Democratize the Internet
We spoke to Ramesh Srinivasan, Bernie Sanders campaign surrogate and author of a new book on big tech companies, community-driven alternatives, and the battle for the future of the internet.

Google staff stage a walkout at the company’s UK headquarters in London on November 1, 2018 as part of a global campaign over the US tech giant’s handling of sexual harassment. (Tolga Akmen / AFP via Getty Images)
On Monday, November 25, Google confirmed that it had fired four workers for what it said were “clear and repeated violations of our data security policies.” In reality, the workers were attempting to organize a union. The company has also hired a union-busting firm, proving yet again that big tech corporations, though loath to admit it, are just like the others at heart.
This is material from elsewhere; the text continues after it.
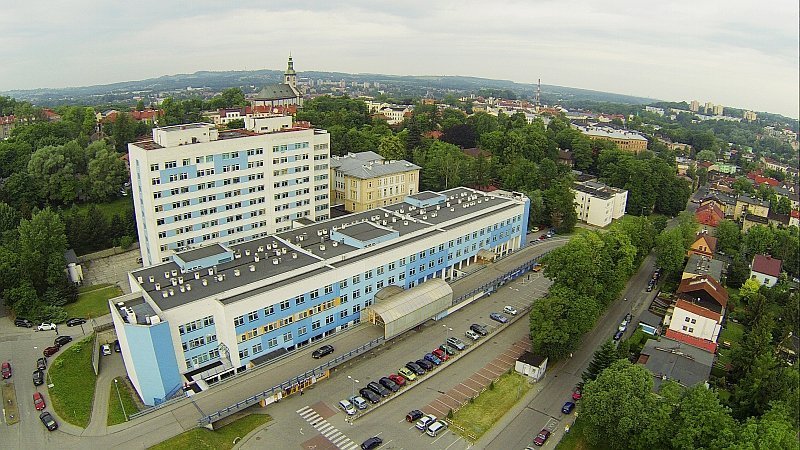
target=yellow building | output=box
[331,152,420,212]
[578,127,647,153]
Presidential candidate Bernie Sanders had something to say about it. “Google is too big, too powerful, and its anti-worker actions will end when we are in the White House,” he tweeted. “We are going to break up Google and stand up for workers against powerful tech monopolies.”
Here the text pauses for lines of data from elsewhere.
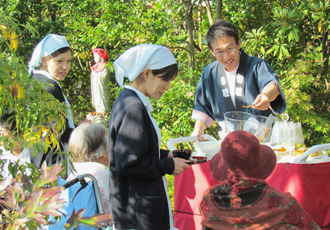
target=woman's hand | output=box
[173,157,190,176]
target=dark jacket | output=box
[109,89,174,230]
[31,73,73,168]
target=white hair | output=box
[69,122,109,162]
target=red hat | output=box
[210,130,276,181]
[93,48,110,61]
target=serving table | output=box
[174,153,330,230]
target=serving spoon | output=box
[242,105,276,115]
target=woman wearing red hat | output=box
[200,130,320,230]
[91,48,110,113]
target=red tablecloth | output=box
[174,161,330,230]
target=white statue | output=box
[91,48,110,114]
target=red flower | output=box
[230,186,239,194]
[285,205,301,227]
[268,195,282,210]
[230,196,241,209]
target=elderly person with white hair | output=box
[66,122,110,213]
[29,34,75,168]
[109,44,189,230]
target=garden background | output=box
[0,0,330,219]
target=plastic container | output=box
[193,140,221,159]
[224,111,274,142]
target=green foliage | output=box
[0,162,111,229]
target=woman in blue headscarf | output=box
[29,34,75,168]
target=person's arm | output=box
[252,84,280,110]
[191,120,206,141]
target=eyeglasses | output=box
[0,129,10,137]
[214,46,236,57]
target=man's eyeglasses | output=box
[214,46,236,57]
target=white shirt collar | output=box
[124,85,154,112]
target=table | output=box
[174,161,330,230]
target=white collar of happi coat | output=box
[220,64,244,97]
[124,85,154,112]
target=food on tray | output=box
[172,145,192,160]
[309,151,323,157]
[273,146,288,152]
[293,146,308,156]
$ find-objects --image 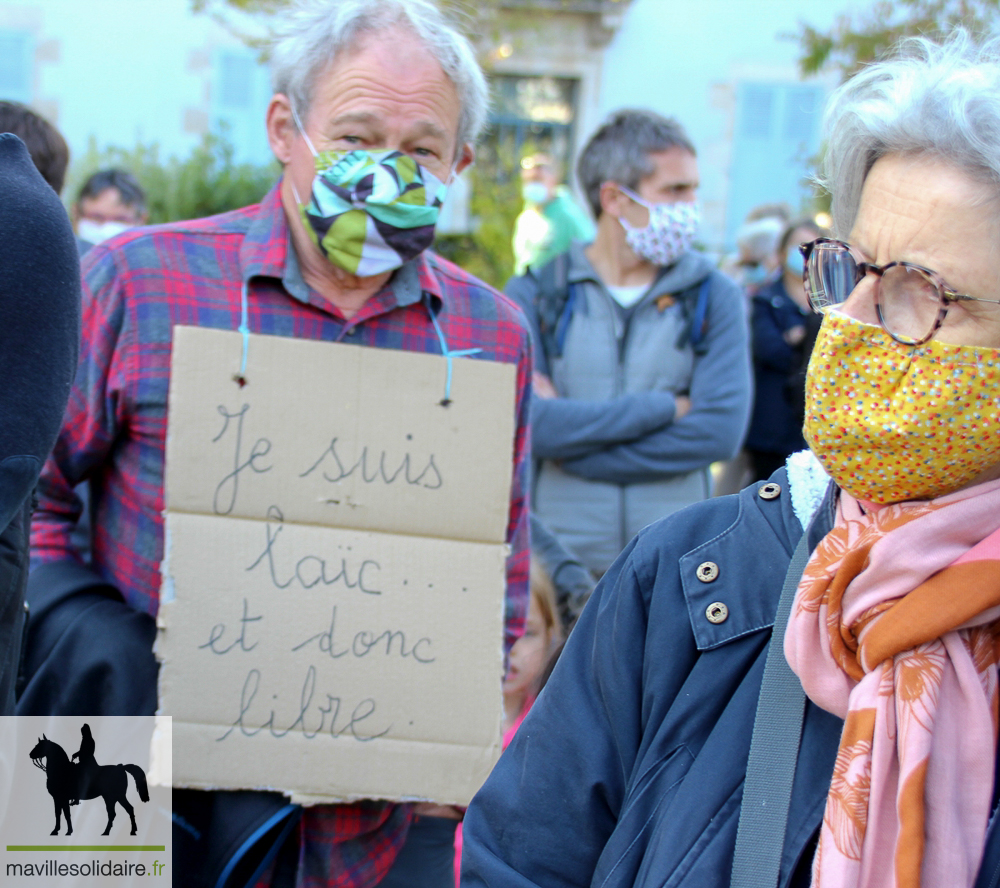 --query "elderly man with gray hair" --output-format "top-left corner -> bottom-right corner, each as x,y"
26,0 -> 530,888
Ramesh Srinivasan is a Bernie Sanders campaign surrogate and author of Beyond the Valley: How Innovators around the World are Overcoming Inequality and Creating the Technologies of Tomorrow. The book’s anodyne title belies its fierce politics: like Sanders, Srinivasan believes that massive tech companies have grown unaccountably powerful and must be confronted, not courted and appeased as the Democratic Party establishment has done for decades.